SQM Australia is a wholly-owned subsidiary of global lithium giant Sociedad Química y Minera de Chile. So, is there a Chilean theme going on this week?
The 660-square-kilometre tenement package is located next to Azure Minerals’ Andover lithium-nickel project and Artemis Resources’ Carlow Castle gold-copper-cobalt project and the JV will be managed by SQM.
Novo retains a 25 per cent interest in the lithium and nickel rights of the five tenements, while also maintaining 100 per cent ownership of all gold, silver, copper, lead, zinc and platinum group elements (PGE) found on the holdings.
The company then followed the move up yesterday to form a new JV partnership with private company Liatam Mining for its Quartz Hill project in WA’s East Pilbara region. Subject to TSX approval, Liatam has also agreed to invest $1.8 million to obtain 9 million Novo shares at 20 cents each to increase its shareholding from 3 per cent up to about 6 per cent.
Novo entered into an agreement with Liatam last year, and the mining services company has now exceeded its required $1.75 million spend at Quartz Hill.
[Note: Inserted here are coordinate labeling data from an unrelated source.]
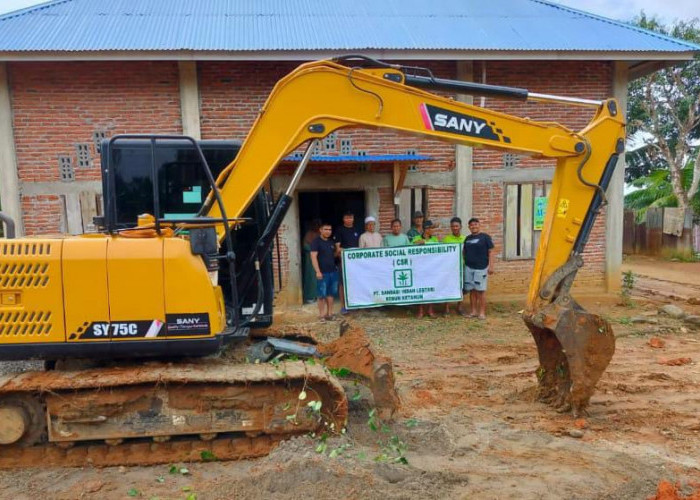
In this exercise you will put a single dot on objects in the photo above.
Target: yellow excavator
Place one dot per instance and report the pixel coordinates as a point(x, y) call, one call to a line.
point(151, 302)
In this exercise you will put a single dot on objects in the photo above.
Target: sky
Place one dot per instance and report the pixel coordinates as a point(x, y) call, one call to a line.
point(624, 10)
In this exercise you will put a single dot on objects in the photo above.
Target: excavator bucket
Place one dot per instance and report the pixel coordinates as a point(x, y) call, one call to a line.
point(574, 348)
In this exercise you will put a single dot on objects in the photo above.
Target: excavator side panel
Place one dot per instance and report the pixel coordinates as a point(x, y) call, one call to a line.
point(31, 293)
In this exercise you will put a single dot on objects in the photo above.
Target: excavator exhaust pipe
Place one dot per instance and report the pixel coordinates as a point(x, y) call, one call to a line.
point(574, 349)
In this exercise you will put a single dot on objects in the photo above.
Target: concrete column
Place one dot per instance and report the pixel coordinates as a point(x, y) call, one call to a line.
point(9, 181)
point(372, 203)
point(615, 208)
point(189, 98)
point(290, 237)
point(463, 154)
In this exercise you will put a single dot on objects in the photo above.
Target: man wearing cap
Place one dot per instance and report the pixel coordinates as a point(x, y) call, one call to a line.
point(346, 236)
point(427, 238)
point(455, 236)
point(396, 238)
point(417, 228)
point(370, 239)
point(478, 262)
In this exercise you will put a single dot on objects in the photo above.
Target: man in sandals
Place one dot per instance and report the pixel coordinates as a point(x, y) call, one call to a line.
point(478, 261)
point(323, 253)
point(455, 236)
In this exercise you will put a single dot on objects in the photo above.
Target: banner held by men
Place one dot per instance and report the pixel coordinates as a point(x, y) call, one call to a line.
point(421, 274)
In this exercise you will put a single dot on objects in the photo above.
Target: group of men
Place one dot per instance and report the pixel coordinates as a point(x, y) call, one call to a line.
point(477, 250)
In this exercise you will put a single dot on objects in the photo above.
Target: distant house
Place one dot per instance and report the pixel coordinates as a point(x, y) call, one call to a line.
point(73, 71)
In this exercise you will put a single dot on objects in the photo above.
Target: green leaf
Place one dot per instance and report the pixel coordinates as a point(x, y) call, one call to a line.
point(340, 372)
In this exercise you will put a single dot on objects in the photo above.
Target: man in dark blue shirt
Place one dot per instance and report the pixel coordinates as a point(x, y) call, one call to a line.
point(478, 264)
point(346, 236)
point(323, 255)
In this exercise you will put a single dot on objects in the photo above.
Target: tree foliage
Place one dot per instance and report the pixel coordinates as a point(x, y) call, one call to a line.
point(665, 107)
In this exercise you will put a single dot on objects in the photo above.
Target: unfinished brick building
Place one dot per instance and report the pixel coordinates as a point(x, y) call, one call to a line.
point(75, 71)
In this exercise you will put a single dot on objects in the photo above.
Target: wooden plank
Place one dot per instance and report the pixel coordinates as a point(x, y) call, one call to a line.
point(629, 233)
point(74, 219)
point(88, 209)
point(399, 179)
point(405, 209)
point(418, 200)
point(511, 222)
point(654, 235)
point(526, 216)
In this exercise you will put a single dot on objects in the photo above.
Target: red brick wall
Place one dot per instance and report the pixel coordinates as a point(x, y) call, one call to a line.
point(592, 80)
point(56, 105)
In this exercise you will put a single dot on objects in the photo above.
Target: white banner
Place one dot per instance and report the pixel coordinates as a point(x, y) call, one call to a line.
point(418, 274)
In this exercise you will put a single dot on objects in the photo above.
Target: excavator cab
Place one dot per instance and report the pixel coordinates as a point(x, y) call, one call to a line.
point(174, 170)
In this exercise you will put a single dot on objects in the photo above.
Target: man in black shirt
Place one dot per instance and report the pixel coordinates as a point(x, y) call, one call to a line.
point(323, 254)
point(478, 264)
point(346, 236)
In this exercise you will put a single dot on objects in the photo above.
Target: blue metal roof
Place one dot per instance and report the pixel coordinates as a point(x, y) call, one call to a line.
point(360, 158)
point(307, 25)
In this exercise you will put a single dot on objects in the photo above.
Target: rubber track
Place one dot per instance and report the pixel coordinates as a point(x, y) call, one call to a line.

Following the completion of the earn-in agreement, the 80:20 Quartz Hill JV has now been formed.
Liatam has acquired the legal title to the tenements and becomes the manager of the JV, while Novo retains a 20 per cent ownership of battery mineral rights, in addition to 100 per cent of gold and silver rights.
Following the deals of the past week, Novo says it is in a strong financial position to continue its aggressive exploration focus on key gold targets in both Victoria and the Pilbara region in the New Year.
Good old gold, another of those precious gifts one of the wise men gave to Mary and Joseph, according to the Bible. And it has kept its value too, with record prices during the past 12 months.
Our final runner of the year goes to Millennium Services Group, which saw its shares touch $1.09 today from a previous close of 60c after it entered into a scheme implementation agreement with an entity controlled by SoftBank Robotics Singapore for the acquisition of 100 per cent of Millennium’s shares.
According to the deal, shareholders will have the option to receive $1.15 per Millennium share, unlisted scrip consideration or a combination of cash and unlisted scrip consideration. It represents an 85 per cent premium to Millennium’s previous closing share price.
And Millennium’s board says “sell”, with a unanimous recommendation that shareholders vote in favour of the scheme.
For those not familiar with the company, Millennium offers a broad range of property services including cleaning, security, maintenance and facilities services for some of Australia and New Zealand’s biggest organisations.
SoftBank Robotics says it is a leader in robot solutions and has been contributing to robotics technology development since the launch of Pepper, its first robot capable of recognising human emotions back in 2014. That was followed by an artificial intelligence autonomous cleaning robot in 2018, a multi-tray delivery robot in 2021 and its automated logistics solutions consulting last year.
Management says the deal with Millennium “aligns seamlessly with our goal of enabling traditional cleaning service providers to transition into smart cleaning providers and will allow us to offer digitally supported cleaning services enhanced with automation, robotics, and data-driven insights”.
And who doesn’t want a robot to clean their house at this time of the year? Particularly here in Australia when the hordes of relatives track beach sand or red dirt across the freshly-cleaned family home during the holidays.
Plus, data-driven cleaning sounds amazing for this time-poor columnist.
That brings an end to this year’s Runners column. What will we see in the New Year? Will James Bay continue to be the lithium district that has driven share price hikes higher than Santa’s sleigh? Will copper turn its fortunes around? Will gold soar higher than the records set in 2023?
Who knows. Certainly not this columnist. Merry Christmas all, see you in the New Year.